There are no impending trade wars or tariffs being imposed on the City of Duncan or North Cowichan.
In fact, it’s just another day of a century’s-plus cooperative relationship between the city and the municipality; our governments have been cooperating for over 106 years since the formation of the City of Duncan.
We work together on many joint projects — here are some of the bigger ones: the Aquatic Centre, the Islands Savings Community Centre, the Vancouver Island Regional Library, the Joint Utilities Sewage treatment, the dike and flood pump station projects, the water system, are interconnected, our fire departments cooperate to provide services along with many day to day infrastructure projects.
So, the “yes” side of amalgamators contention of better cooperation is just not true; the city and municipality are in a cooperative relationship. We do work together. We just don’t have to move in together.
Fact: the City of Duncan will lose its $500,000 annual Small City grant if we amalgamate.

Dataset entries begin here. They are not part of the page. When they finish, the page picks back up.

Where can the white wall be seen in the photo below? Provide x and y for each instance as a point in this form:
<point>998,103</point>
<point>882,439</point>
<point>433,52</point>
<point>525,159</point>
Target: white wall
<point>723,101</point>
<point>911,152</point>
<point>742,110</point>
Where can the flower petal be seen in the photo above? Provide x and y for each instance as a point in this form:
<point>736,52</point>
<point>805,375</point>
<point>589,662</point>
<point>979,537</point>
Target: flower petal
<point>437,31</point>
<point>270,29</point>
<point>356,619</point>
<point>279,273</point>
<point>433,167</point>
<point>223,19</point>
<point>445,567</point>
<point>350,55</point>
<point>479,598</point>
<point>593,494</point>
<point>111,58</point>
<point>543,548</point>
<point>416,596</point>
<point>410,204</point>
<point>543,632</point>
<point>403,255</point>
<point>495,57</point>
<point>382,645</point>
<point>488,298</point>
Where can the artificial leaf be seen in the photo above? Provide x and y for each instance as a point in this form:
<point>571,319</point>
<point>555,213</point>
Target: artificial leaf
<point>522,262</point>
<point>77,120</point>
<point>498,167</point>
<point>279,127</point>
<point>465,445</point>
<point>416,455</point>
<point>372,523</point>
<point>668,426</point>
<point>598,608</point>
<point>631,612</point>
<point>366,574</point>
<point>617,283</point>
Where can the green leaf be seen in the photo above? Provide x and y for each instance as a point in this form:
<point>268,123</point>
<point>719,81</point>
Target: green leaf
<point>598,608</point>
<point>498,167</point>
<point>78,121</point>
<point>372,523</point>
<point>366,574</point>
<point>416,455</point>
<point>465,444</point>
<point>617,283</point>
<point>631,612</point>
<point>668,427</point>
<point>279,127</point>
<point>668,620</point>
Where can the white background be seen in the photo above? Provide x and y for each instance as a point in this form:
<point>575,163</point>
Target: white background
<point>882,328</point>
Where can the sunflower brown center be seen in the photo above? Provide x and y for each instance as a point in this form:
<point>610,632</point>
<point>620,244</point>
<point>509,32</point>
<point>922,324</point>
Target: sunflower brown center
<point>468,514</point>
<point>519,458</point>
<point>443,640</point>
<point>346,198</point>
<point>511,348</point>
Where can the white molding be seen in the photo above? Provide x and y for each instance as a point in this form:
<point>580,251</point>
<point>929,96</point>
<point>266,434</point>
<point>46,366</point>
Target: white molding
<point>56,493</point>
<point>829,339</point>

Fact: the citizens of Duncan will be responsible for 90 per cent of policing costs if we amalgamate, that is about another $1,000,000 in taxation to the Citizens of Duncan annually and if we amalgamate Duncan will be responsible for a big portion of the looming starting construction costs of $23,000,000 for a new police station, but if we don’t amalgamate the province pays for Duncan’s portion of the new building.
These are lost revenues and additional annual costs that mean additional $1.5 million a year for the citizens of Duncan.
There will be huge administrative costs, and contrary to common perceptions, there will not be huge saving due to staff reductions. The roads still need repairs, the garbage still needs to be picked up, the water and sewer infrastructure needs to be maintained.
In fact, there will be the daily operations costs and all the bylaws and official community plans will have to be rewritten and passed into law.
Meetings and public consultations cost money and the City of Duncan just completed a major rewrite of bylaws which took over a year and considerable staff time; these newly enacted bylaws would need to be redone again — a huge waste of money we just spent.
Fact: if there was an amalgamation, in my opinion, neither the Duncan city hall nor the North Cowichan municipal hall would have enough room for the combined staff, so there would be a need to build a new city hall at a cost of millions more taxpayer dollars.
Amalgamation might look good to people in North Cowichan, but it is a huge cost to the citizens of Duncan.
Our 100 year plus history and culture of the City of Totems will disappear.
Our autonomy and influence in the direction of one on the best small cities in Canada will be lost in an amalgamation.
Finally, yesterday the City of Duncan released its annual award winning report — our finance department has won many awards for financial management, we know what we’re doing and the citizens of Duncan have a great financial outlook without amalgamation.
Our city is not broken, we don’t need to amalgamate.
On June 23, vote NO to amalgamation.